Peter Weiss fait naître son narrateur en 1917. Lui est né en 1916 à Berlin, qu’il fuit avec sa famille dès l’arrivée au pouvoir d’Hitler (qu’il ne nomme que comme « le petit moustachu »), d’abord à Londres, puis en Tchécoslovaquie et en Suède. Un exil long et douloureux. Le Narrateur, lui, va s’engager dans les Brigades internationales, s’insurger contre le pacte germano-soviétique, rencontrer les membres de l’Orchestre rouge en France, faire la rencontre de Brecht en Suède…
Dans le deuxième tableau on sera saisi par l’évocation de la Mère Courage, la pièce se jouant comme en poupée gigogne sous la direction de Brecht lui-même, dans un traitement percutant qui met à jour la responsabilité du personnage dans le sacrifice de ses enfants, n’apprenant rien de la guerre. C’est aussi pour le Narrateur la découverte que « l’Occident préfère le fascisme au communisme ».

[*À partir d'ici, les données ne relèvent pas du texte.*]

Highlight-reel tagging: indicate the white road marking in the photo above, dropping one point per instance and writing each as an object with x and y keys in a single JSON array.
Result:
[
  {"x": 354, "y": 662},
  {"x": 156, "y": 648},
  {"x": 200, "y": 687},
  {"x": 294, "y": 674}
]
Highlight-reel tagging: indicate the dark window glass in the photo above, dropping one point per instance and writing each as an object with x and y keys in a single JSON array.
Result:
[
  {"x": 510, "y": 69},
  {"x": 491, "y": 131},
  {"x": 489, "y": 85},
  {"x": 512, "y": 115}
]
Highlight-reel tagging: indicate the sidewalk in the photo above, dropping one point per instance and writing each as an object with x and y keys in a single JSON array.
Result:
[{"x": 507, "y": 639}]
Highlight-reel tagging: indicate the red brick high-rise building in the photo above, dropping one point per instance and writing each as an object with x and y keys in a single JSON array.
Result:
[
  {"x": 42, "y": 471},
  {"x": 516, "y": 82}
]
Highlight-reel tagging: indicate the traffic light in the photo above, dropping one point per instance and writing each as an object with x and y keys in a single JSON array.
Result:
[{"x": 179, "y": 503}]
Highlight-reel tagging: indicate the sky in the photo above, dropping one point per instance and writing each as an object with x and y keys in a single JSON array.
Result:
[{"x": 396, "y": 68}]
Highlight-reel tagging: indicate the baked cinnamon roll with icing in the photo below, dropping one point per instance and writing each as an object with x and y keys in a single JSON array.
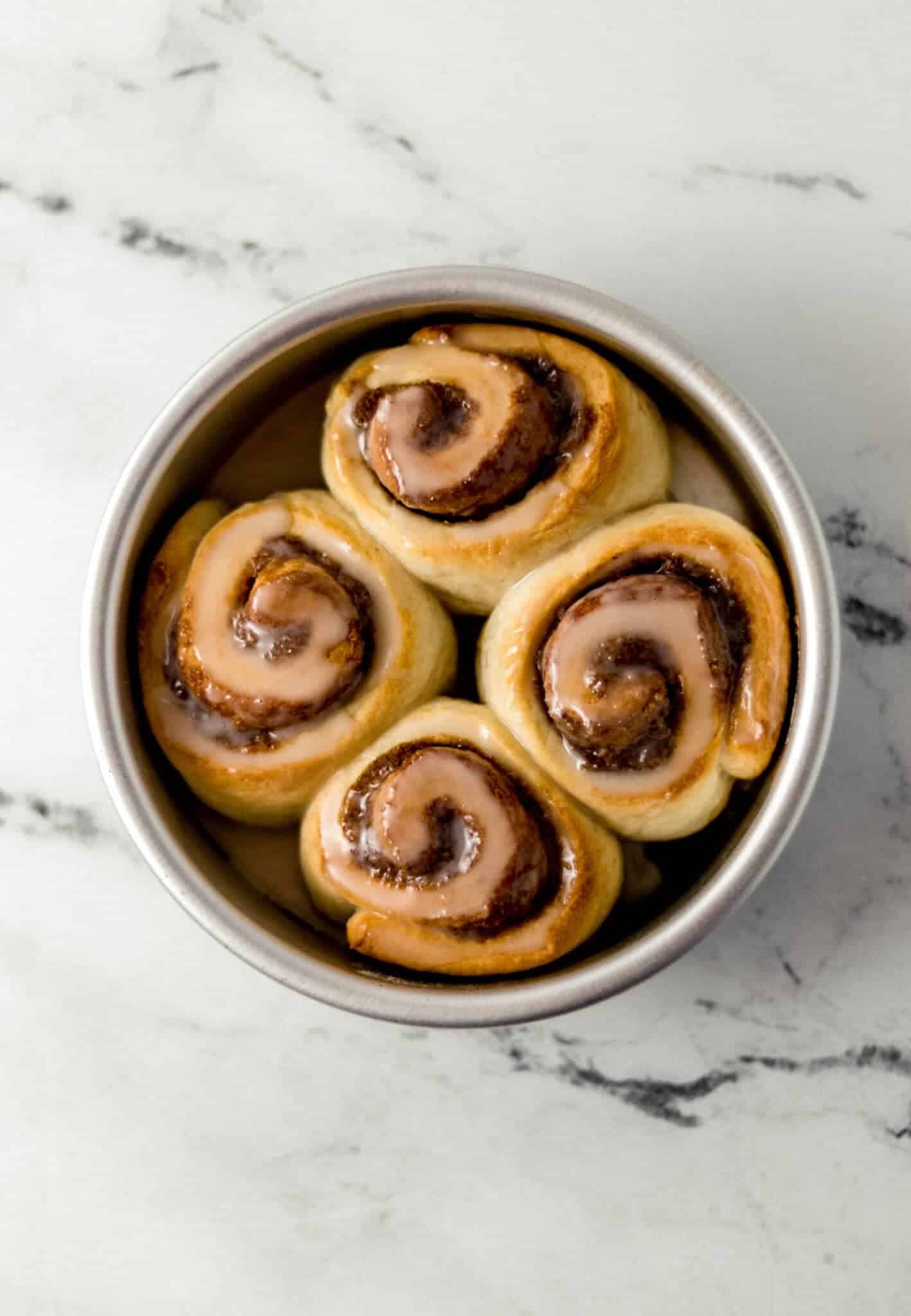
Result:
[
  {"x": 477, "y": 452},
  {"x": 647, "y": 668},
  {"x": 443, "y": 848},
  {"x": 274, "y": 643}
]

Le dernier tableau éclaire ce qu’a pu représenter l’espoir de la transformation communiste, même lorsque le stalinisme dévore déjà sa propre révolution. Il couvre, de 1943 à 1945, la déportation des juifs, des antifascistes et de tous les indésirables, opposant à l’hébétude devant les crimes de masse le soulèvement obstiné des résistants. Il ne tait pas les conséquences dévastatrices des bombardements des Alliés sur les villes et populations vaincues.
À chaque étape, le Narrateur analyse autant la séquence politique que les œuvres d’art qu’il croise sur sa route : Guernica de Picasso, Le Massacre des Innocents de Bruegel, Le Radeau de la Méduse de Géricault, La Divine Comédie de Dante… pour « se rappeler que jamais le monde ne doit être incompris ».
L’orchestration du jeu des acteurs et de la mise en résonance du sublime avec le désastre absolu va crescendo et ne laissera personne indifférent.
Créé le 23 mai au Théâtre National de Strasbourg.
Au Printemps des Comédiens à Montpellier les 9 et 10 juin.
À la Maison de la Culture de Bobigny, Seine-Saint-Denis, du 9 au 12 novembre.
Sylvain Creuzevault fera l’ouverture des Ateliers Berthier de l’Odéon le 21 septembre avec Edelweiss [France Fascisme] avec sa compagnie et six acteurs du Groupe 47.